By BILL YEE
Horse’s possible retirement prompted these additional observations from me the other day.
I had a Spanish teacher at Lowell High School in San Francisco who would devote a day to having a “rap session” on politics. He would point out to us “young people” that we were critical of the “establishment” and our parents but that one day we would be the “establishment” and then we would begin to trust people over 30. When we became the “establishment,” how would we change society?
The World War II generation was “the establishment.” Unfortunately they are slowly leaving us. Most are in their late 80s and early 90s. The Greatest Generation survived the Great Depression, saved the world from fascism, fought the Cold War, and was responsible for the prosperity of post-war America. They also gave birth to the Baby Boomers. This was a generation of 76 million Americans born between 1946-1964 and is one of the large generations in American history.
Members of the Greatest Generation were modest to a fault. They seldom based their self-esteem on verbalizing their accomplishments. As they fade into history, we Baby Boomers are inheriting the mantle of senior citizens. Hard to imagine that Boomers are senior citizens, but remember that ’60’s icons Paul McCartney and Bob Dylan are 72 and 73, respectively.
Baby Boomers are retiring in great numbers and will surely be a burden not only to their children but also to the Social Security and Medicare systems. So did Baby Boomers earn a well-deserved retirement?
In taking inventory, what can Baby Boomers say as a generation they accomplished? Did they leave a legacy as great as their parents? The answer to that question is somewhat mixed.
For example, because of their numbers, Boomers did have a huge demographic impact on American society. As they grew up, they increased demand for everything from diapers to classrooms. They were the first generation that grew up on television. Our taste in music not only changed the music industry, it influenced a “counterculture.”
We were massive consumers, yet in our youth we rejected materialism only to embrace it with a vengeance as adults. Hippies became yuppies in the ’80s and traded in their torn Levis for designer jeans. Finally, in our old age, we will still have an impact on American society. Taking care of senior citizens will become a major industry in the coming years.
We did bring about a second American revolution in the ’60s. Civil rights, women’s rights, gay rights, the Free Speech Movement, opposition to the Vietnam War, the sexual revolution were part of the social change in America that was inspired by the idealism of Baby Boomers. They questioned authority and our treasured institutions, which really shocked our parents and led to the term “generation gap.”
Who remembers that living together before marriage was referred to as “living in sin”? I knew friends in college whose parents would not speak to them after they moved in with a boyfriend or girlfriend.
We voted for Eugene McCarthy in ’68 and McGovern in ’72 while burning our draft cards and going braless. The Baby Boomers generation bought about the greatest social change to American history since the Progressive Era.
In the area of technology, where would we be without Bill Gates and Steve Jobs, both members of the Baby Boom generation? In entertainment, who hasn’t seen a George Lucas or Steven Spielberg movie? Boomers also have influenced the food we eat. In California, Alice Waters and Wolfgang Puck were major players in creating a new American cuisine.

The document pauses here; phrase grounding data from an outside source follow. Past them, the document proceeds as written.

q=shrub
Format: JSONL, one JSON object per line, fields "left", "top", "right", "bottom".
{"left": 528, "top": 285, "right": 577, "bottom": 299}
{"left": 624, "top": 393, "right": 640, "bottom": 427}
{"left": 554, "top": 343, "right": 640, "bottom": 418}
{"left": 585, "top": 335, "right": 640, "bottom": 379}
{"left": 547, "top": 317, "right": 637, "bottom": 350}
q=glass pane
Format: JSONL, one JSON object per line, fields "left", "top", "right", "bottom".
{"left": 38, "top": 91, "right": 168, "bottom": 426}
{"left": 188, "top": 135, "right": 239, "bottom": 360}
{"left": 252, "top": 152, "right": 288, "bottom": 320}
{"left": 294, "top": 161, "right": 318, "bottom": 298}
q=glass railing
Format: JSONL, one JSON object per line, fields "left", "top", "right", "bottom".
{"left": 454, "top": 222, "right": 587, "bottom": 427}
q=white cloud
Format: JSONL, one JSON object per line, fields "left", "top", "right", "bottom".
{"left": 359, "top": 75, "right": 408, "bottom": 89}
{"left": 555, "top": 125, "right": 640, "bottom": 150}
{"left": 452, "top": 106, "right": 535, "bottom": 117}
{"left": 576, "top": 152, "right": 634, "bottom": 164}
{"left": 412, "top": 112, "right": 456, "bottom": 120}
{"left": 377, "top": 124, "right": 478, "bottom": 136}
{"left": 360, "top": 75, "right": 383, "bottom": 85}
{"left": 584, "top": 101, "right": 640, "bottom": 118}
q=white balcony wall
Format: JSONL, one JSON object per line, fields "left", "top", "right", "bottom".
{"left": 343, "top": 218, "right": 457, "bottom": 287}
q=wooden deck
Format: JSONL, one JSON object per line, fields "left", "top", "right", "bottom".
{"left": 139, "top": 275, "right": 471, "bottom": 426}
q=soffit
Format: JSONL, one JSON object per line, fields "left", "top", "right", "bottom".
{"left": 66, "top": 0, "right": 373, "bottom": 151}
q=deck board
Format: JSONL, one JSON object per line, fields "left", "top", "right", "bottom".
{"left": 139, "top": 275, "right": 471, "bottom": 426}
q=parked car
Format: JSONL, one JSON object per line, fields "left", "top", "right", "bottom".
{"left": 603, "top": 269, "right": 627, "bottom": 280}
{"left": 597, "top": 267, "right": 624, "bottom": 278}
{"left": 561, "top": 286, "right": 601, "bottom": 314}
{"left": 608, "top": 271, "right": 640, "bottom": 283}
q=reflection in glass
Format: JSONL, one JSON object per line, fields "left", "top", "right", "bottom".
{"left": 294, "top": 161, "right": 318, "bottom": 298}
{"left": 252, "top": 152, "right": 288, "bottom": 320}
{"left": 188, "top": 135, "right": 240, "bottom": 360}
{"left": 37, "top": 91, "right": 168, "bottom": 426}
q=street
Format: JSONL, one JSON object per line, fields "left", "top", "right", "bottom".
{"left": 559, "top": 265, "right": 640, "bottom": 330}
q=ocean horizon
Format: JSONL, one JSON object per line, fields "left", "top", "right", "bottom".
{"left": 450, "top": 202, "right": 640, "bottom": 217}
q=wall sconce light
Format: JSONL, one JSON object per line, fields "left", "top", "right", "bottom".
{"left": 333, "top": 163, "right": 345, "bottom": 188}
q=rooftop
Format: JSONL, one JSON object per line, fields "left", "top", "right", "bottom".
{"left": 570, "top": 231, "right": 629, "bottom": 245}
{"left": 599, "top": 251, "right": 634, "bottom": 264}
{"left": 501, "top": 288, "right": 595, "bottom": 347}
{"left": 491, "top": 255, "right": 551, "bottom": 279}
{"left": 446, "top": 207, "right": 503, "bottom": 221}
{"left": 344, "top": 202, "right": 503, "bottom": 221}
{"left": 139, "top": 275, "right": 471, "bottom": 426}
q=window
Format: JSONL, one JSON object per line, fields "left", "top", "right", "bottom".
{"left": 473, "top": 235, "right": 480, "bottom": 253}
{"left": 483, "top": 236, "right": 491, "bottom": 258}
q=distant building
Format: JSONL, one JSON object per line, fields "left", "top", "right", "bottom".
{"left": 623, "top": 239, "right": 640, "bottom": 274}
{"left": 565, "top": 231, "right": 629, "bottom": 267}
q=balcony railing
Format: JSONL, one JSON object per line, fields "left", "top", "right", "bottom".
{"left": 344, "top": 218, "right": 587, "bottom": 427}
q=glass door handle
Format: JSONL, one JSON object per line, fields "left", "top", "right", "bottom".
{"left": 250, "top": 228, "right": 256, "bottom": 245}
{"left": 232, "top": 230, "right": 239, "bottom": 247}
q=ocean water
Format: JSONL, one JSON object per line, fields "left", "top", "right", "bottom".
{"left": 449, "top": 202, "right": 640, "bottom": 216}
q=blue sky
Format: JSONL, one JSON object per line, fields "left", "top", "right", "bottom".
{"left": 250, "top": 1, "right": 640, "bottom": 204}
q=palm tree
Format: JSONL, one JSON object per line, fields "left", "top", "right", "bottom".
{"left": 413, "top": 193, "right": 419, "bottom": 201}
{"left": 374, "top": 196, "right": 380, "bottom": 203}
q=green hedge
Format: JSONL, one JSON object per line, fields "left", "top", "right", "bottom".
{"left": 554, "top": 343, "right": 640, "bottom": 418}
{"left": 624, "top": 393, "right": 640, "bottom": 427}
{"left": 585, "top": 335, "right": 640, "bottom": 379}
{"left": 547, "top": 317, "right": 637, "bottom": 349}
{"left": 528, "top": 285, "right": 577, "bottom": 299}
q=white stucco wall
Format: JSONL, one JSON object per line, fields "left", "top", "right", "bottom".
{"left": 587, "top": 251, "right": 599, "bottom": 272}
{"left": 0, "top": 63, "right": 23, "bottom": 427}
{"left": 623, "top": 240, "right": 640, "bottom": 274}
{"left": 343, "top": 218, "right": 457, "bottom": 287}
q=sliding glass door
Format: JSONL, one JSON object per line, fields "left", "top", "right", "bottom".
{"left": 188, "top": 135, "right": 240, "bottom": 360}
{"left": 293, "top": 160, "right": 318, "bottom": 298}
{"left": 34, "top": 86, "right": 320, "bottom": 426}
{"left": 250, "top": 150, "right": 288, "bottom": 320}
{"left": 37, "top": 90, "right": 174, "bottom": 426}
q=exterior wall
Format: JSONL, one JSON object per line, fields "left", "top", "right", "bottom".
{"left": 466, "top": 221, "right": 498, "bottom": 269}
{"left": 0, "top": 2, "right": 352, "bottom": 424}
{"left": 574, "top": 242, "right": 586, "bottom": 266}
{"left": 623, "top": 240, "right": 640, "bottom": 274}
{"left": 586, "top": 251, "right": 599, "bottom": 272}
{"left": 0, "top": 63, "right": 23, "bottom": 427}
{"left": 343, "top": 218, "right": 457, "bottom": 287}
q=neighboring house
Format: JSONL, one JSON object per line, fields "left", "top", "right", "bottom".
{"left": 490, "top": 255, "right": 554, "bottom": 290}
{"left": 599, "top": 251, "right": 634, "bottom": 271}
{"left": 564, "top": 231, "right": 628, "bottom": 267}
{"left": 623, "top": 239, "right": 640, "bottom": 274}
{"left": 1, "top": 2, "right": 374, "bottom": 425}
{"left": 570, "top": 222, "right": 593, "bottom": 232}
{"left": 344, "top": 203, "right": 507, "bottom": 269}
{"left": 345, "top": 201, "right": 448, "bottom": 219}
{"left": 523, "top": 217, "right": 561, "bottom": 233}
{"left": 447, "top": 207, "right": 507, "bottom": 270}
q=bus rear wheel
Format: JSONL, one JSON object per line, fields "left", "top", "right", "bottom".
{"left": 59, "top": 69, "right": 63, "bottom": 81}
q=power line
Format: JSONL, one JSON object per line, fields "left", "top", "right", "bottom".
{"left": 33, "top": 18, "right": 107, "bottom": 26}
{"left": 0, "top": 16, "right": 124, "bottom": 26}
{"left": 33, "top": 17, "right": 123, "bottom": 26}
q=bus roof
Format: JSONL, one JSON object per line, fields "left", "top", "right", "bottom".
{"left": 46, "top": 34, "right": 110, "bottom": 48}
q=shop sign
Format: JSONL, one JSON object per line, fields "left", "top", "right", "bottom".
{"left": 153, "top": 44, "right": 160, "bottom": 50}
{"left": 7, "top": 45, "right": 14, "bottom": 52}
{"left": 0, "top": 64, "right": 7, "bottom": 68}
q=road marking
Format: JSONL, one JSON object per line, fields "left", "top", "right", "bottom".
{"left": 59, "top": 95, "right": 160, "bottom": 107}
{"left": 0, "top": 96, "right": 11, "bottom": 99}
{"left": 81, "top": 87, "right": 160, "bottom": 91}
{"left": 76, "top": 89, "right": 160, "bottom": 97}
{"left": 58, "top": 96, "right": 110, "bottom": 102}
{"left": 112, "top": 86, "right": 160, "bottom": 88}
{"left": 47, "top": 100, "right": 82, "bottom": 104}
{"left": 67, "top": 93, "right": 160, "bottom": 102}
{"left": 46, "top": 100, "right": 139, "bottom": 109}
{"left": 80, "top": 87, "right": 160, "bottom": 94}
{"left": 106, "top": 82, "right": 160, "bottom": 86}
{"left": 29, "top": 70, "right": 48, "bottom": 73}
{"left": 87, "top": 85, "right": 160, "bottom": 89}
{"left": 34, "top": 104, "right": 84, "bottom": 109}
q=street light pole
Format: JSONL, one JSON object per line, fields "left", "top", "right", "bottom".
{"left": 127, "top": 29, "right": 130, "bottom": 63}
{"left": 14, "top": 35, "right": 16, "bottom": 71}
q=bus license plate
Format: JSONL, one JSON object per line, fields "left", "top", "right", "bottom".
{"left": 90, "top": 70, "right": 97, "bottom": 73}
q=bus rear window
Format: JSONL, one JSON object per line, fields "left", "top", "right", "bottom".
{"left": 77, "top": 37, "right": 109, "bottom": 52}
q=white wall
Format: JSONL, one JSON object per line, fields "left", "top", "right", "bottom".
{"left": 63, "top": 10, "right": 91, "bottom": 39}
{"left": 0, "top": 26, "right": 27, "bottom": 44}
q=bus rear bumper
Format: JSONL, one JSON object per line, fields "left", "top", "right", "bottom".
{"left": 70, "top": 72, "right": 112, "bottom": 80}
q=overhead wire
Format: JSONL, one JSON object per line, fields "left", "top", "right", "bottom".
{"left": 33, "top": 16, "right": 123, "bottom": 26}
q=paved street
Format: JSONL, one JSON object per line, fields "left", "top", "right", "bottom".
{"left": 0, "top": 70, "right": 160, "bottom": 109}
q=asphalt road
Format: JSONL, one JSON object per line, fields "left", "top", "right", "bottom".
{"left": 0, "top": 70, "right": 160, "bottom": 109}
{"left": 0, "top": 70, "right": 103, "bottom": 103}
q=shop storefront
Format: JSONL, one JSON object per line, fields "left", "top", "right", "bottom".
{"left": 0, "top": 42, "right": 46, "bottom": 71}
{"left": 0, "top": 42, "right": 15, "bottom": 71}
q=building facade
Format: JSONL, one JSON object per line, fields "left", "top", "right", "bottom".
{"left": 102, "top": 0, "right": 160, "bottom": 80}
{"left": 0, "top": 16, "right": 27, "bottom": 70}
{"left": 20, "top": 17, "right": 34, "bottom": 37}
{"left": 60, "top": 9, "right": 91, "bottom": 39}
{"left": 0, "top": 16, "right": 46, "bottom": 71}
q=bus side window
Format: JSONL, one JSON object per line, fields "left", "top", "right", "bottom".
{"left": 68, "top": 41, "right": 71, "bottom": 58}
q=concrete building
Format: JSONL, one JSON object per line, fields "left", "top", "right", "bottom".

The contributions Boomers made were not all positive. We divorced at the greatest rate in American history. The single mom became a part of the American landscape. In a more negative vein, Boomers introduced recreational drug use to American culture, which plagues American society to this day. It is something unfortunately we passed on to our children.
We were a very narcissistic generation. We were about finding ourselves and at times self-absorbed. And because of our numbers, we demanded society’s attention and bullied our way in every decade of our existence.
My purpose in stating the above is not just to praise or denigrate my generation, but also rather to celebrate our accomplishments and be honest about our failures. In old age we tend to look at events with rose-colored glasses, remembering the good times and letting the bad times fade.
Boomers did leave their mark on American history. As witnessed by recent events, there is much still left to be done. How will our children and grandchildren make things better for future generations?
Bill Yee is a retired teacher living in Alhambra. Opinions expressed are not necessarily those of The Rafu Shimpo.